Crossing the Finish Line

Crossing the Finish Line
Author :
Publisher : Princeton University Press
Total Pages : 414
Release :
ISBN-10 : 9781400831463
ISBN-13 : 1400831466
Rating : 4/5 (63 Downloads)

Synopsis Crossing the Finish Line by : William G. Bowen

Why so many of America's public university students are not graduating—and what to do about it The United States has long been a model for accessible, affordable education, as exemplified by the country's public universities. And yet less than 60 percent of the students entering American universities today are graduating. Why is this happening, and what can be done? Crossing the Finish Line provides the most detailed exploration ever of college completion at America's public universities. This groundbreaking book sheds light on such serious issues as dropout rates linked to race, gender, and socioeconomic status. Probing graduation rates at twenty-one flagship public universities and four statewide systems of public higher education, the authors focus on the progress of students in the entering class of 1999—from entry to graduation, transfer, or withdrawal. They examine the effects of parental education, family income, race and gender, high school grades, test scores, financial aid, and characteristics of universities attended (especially their selectivity). The conclusions are compelling: minority students and students from poor families have markedly lower graduation rates—and take longer to earn degrees—even when other variables are taken into account. Noting the strong performance of transfer students and the effects of financial constraints on student retention, the authors call for improved transfer and financial aid policies, and suggest ways of improving the sorting processes that match students to institutions. An outstanding combination of evidence and analysis, Crossing the Finish Line should be read by everyone who cares about the nation's higher education system.

The Years that Matter Most

The Years that Matter Most
Author :
Publisher : Mariner Books
Total Pages : 0
Release :
ISBN-10 : 0544944488
ISBN-13 : 9780544944480
Rating : 4/5 (88 Downloads)

Synopsis The Years that Matter Most by : Paul Tough

The bestselling author of How Children Succeed returns with a devastatingly powerful, mind-changing inquiry into higher education in the U.S.

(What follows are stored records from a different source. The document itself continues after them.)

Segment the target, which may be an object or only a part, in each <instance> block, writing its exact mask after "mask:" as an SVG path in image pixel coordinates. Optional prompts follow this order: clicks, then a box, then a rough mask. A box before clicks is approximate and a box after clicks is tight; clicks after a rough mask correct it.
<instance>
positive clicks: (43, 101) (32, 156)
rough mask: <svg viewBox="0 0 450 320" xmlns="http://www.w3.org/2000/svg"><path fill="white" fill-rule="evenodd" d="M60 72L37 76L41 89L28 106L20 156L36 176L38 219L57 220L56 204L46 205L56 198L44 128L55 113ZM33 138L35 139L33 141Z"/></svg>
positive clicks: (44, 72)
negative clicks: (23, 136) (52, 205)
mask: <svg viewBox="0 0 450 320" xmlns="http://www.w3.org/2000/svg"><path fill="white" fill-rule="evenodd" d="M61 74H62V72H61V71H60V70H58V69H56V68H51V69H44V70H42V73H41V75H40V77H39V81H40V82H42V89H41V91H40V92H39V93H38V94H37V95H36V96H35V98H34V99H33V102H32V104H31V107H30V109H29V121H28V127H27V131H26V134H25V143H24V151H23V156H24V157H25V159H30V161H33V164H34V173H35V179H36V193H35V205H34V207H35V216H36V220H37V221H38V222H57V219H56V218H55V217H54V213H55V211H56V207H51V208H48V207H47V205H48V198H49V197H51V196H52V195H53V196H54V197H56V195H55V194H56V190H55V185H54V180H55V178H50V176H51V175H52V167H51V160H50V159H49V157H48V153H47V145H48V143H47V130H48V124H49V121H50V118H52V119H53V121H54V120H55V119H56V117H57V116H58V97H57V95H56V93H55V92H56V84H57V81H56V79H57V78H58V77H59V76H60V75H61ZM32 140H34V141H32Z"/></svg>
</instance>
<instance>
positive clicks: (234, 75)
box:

Digital Economy: Complexity and Variety vs. Rationality

Digital Economy: Complexity and Variety vs. Rationality
Author :
Publisher : Springer Nature
Total Pages : 1065
Release :
ISBN-10 : 9783030295868
ISBN-13 : 3030295869
Rating : 4/5 (68 Downloads)

Synopsis Digital Economy: Complexity and Variety vs. Rationality by : Elena G. Popkova

This proceedings book features selected papers from the 9th National Scientific and Practical Conference “Digital Economy: Complexity and Variety Vs. Rationality,” which took place on April 17–18, 2019, in Vladimir (Russian Federation). It presents the latest research in the field of the digital economy, discussing its role in the creation of advantages for the state, entrepreneurship, and society, as well as the emergence of new economic risks. The chapters address the following topics: the importance of economy’s digital modernization, tools for the formation of the digital economy in Russia, specific features and perspectives of digital modernization of the regional economy, an overview of the social consequences of transition to the digital economy, financial components of the digital economy, legal challenges regarding the digital reality for society and state, and the main challenges and threats to the profession of jurisprudence in the context of the digitization of the economy. Intended for representatives of the academic community and researchers interested in the formation of the digital economy and digital society as well as undergraduates, postgraduates, and masters of economic specialties, the book is also a valuable resource for companies that use or wishing to implement digital technologies into their economic practices; and public and government employees involved with monitoring, control, and regulation of the digital economy.